Theres nothing wrong with not knowing everything. Im ignorant on things outside of my field. I dont claim to know everything about say, biology, or chemistry, or advanced math, etc. I mean due to being in liberals arts i know at least enough to navigate these subjects somewhat, but im not gonna be as smart as someone who has a degree in a lot of them. And thats okay. No one is going to be. And i admit, the neolib hacks tend to lean a bit into to the "we're the winner F U loser" narrative. I explained my own experience with centrist libs myself. I hate those fricking people. But....let's face it. This weird populism against the idea of having experts, or having an education at all is literally dumb. Like it's the epitome of dumb. Crap on stuffy self righteous libs all ya want but dont knock actual education or expertise, ya know?

So....thats one aspect of this I think is cringe. Because i dont fit fully in one group or another. I lean liberal on like 90% of issues, and often consider myself left of them (but right of the "leftists"), but because im not successful, i went in the direction of full on economic justice and wanting to restructure the economy over just falling for the upper class privilege crap. I actually consider those guys to be privileged. Because they're often the big winners of the economy but only feel sympathy for others through a limited lens that makes them feel self important for caring but comes at no sacrifice to themselves. 

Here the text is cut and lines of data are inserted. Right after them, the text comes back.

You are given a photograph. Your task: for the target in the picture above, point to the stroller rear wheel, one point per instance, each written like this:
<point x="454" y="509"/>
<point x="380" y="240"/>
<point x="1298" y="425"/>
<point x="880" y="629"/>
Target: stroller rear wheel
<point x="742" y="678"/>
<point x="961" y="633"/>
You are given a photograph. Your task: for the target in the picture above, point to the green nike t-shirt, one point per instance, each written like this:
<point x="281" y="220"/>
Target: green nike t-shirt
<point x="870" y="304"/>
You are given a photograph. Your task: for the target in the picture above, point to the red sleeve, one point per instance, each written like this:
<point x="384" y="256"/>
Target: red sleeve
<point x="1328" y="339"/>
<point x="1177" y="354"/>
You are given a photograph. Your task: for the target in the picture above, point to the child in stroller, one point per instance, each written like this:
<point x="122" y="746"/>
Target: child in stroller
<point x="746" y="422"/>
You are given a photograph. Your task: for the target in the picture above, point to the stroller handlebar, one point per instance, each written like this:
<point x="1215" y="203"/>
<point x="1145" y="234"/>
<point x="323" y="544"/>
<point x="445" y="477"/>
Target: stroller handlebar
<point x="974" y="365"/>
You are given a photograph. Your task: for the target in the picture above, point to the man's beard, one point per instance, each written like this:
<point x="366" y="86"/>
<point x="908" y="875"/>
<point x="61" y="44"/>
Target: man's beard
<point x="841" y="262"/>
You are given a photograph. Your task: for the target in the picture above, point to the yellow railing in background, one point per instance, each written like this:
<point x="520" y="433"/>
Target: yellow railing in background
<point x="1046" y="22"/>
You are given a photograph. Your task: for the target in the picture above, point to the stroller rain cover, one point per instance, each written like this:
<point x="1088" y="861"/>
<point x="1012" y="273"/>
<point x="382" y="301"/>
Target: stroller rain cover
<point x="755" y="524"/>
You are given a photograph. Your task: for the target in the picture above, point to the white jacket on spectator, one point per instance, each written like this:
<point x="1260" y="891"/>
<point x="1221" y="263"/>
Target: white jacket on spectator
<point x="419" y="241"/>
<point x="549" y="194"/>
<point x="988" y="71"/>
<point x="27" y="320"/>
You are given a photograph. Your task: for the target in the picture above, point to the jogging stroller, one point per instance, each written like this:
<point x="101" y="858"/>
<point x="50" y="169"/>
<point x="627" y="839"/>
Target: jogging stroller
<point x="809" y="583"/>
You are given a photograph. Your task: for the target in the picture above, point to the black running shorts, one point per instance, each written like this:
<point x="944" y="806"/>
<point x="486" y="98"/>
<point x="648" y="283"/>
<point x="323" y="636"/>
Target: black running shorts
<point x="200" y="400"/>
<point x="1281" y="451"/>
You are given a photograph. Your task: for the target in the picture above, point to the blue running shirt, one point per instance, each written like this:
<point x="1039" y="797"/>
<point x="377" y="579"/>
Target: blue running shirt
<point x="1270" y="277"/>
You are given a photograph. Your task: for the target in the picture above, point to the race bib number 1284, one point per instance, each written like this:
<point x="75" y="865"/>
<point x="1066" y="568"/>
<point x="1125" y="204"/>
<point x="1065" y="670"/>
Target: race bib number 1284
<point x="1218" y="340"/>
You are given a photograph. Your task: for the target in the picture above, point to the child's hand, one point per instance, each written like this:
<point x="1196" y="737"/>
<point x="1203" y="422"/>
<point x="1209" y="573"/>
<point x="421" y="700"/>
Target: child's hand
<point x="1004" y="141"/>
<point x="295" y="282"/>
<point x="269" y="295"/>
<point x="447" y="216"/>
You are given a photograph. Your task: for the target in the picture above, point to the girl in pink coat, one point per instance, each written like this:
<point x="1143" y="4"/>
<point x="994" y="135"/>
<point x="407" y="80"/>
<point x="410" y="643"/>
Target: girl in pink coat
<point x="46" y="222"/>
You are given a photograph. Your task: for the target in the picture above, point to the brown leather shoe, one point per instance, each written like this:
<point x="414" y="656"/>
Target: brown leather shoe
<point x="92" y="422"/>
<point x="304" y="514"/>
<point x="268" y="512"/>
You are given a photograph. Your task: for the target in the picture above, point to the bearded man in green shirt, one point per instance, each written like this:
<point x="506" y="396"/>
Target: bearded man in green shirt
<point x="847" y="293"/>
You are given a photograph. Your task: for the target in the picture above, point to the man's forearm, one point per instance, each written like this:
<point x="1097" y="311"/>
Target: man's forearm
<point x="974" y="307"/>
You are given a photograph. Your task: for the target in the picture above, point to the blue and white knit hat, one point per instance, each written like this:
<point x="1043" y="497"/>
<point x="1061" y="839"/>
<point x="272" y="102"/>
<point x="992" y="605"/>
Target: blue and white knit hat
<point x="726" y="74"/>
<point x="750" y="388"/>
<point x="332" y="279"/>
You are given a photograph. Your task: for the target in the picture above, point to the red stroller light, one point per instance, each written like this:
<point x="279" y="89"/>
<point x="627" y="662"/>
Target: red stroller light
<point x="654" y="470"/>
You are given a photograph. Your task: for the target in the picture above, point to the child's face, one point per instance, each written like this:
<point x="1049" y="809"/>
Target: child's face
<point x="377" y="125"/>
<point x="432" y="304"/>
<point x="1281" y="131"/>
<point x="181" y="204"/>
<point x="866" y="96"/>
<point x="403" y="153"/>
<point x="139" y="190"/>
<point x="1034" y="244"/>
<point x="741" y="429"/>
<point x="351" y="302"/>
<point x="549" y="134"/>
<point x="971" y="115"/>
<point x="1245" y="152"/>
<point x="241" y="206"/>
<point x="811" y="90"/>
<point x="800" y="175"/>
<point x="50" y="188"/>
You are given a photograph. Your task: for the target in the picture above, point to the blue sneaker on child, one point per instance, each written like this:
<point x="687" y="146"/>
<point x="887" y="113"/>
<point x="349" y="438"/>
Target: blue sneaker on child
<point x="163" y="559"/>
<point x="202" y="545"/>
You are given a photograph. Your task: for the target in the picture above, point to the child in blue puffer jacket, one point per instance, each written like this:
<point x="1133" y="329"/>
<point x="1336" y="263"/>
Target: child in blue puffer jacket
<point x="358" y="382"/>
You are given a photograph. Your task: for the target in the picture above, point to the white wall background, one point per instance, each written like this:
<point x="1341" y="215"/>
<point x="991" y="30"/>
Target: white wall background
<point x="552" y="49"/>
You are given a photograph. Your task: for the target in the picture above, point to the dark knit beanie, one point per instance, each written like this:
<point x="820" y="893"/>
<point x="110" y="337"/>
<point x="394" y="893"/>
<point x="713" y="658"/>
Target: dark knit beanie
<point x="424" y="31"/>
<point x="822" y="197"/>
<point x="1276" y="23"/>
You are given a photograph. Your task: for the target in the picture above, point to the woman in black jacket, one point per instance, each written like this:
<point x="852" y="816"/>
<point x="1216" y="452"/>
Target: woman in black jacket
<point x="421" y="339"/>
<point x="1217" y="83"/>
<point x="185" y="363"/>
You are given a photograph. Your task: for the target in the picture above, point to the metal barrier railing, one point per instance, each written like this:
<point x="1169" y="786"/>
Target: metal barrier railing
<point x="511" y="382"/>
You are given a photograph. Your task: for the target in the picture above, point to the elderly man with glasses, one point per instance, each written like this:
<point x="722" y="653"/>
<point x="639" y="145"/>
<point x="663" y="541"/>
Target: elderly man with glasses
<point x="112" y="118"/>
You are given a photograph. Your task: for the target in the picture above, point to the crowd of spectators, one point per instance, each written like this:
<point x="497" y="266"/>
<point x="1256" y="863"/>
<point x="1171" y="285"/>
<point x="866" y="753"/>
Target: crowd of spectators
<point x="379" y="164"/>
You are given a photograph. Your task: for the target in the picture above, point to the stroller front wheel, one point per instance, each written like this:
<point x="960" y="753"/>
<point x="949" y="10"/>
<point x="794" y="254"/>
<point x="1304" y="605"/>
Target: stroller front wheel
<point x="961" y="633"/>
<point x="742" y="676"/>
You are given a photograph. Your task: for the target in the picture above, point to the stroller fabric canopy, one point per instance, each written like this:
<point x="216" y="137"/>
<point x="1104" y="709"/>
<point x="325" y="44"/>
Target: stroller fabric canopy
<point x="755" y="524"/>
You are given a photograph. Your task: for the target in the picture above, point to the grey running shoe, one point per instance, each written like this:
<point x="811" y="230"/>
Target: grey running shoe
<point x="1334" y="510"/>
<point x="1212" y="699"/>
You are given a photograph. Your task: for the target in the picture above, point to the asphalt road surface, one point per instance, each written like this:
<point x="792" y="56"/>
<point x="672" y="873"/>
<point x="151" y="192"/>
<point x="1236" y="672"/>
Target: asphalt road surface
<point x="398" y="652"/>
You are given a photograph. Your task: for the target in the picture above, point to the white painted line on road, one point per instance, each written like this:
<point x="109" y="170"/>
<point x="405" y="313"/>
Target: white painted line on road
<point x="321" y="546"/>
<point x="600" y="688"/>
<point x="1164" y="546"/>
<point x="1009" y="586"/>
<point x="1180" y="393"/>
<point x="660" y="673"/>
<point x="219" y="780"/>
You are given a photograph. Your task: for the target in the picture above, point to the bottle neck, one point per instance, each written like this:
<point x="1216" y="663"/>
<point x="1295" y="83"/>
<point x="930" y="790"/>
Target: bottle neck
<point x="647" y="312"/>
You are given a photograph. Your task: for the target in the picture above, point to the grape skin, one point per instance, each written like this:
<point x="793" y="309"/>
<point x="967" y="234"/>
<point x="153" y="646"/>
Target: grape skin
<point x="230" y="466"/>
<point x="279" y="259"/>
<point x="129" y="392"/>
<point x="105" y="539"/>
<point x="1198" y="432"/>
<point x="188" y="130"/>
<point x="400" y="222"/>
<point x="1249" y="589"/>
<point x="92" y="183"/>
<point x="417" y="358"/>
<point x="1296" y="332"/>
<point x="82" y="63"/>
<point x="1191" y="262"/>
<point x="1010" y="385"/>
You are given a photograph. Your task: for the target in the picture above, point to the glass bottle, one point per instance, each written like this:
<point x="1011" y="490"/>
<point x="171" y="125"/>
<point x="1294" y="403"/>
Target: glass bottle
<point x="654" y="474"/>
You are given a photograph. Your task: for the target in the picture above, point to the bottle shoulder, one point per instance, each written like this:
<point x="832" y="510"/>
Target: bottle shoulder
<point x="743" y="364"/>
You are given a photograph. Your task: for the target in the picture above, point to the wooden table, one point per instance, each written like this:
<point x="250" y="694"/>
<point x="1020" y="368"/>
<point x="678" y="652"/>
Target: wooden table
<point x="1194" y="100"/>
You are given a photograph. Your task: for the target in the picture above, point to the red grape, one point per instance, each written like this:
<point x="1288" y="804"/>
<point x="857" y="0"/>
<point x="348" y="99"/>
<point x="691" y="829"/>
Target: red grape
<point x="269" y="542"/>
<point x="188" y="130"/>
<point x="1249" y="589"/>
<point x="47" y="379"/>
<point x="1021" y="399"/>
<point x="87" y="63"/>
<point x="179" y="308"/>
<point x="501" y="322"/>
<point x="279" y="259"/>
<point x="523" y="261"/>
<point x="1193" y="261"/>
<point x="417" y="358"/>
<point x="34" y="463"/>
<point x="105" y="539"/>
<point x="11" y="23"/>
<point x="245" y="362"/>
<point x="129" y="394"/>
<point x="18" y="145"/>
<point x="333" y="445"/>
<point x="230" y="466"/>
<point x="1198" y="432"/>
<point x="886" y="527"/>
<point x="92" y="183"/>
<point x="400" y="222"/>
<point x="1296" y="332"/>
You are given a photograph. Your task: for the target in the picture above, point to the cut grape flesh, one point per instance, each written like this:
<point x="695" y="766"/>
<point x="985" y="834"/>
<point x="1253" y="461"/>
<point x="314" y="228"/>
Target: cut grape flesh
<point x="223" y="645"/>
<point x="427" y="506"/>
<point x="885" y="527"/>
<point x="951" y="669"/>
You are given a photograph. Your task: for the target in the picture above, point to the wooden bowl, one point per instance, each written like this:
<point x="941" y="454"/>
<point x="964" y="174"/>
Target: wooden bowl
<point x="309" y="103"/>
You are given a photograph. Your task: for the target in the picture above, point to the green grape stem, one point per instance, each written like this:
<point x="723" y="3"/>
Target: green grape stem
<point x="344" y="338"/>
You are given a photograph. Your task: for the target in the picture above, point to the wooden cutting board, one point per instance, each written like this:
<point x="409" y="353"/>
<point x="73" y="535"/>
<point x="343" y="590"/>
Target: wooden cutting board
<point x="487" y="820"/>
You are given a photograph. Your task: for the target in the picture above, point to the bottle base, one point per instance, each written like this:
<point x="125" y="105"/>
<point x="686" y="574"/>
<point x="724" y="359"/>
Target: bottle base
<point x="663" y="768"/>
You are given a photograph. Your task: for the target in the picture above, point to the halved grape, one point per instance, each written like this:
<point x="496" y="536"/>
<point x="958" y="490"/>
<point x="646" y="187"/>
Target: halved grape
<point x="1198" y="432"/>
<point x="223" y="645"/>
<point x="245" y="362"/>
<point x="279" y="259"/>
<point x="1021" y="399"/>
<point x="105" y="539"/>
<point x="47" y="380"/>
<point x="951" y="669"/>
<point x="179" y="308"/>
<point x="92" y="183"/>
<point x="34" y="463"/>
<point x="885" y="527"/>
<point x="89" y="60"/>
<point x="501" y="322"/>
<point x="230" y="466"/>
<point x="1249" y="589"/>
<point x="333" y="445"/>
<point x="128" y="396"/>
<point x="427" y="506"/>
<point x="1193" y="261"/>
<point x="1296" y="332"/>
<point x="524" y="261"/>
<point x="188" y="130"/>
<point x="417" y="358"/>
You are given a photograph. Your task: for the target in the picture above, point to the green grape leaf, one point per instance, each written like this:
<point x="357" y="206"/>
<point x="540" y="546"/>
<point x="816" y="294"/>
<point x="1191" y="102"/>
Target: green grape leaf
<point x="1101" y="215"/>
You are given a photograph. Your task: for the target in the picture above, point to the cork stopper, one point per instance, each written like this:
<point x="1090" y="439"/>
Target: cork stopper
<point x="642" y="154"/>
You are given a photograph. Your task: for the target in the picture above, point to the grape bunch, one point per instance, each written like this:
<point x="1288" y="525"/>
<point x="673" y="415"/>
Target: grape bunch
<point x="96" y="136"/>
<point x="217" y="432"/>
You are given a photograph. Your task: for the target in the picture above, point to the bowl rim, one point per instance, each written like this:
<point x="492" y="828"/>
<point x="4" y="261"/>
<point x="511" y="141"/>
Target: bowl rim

But yeah. Im too smart to join the right, but I'm also too unsuccessful to support more incremental shifts to the system that largely wouldnt help me. I made my solutions based on my expertise, proposing solutions that would both benefit me and solve problems system wide. But i just dont fit anywhere in the modern political system. Because the left is developing a hardcore meritocratic side that id expect from republicans, and the right is going toward a particularly unhelpful and dangerous form of resentment politics that solves nothing and if anything threatens the system as a whole.

And I cant help but feel helpless in the face of these political trends amplifying in the exact wrong directions. I just didnt really blame meritocracy itself until i looked at it through the lens of this book.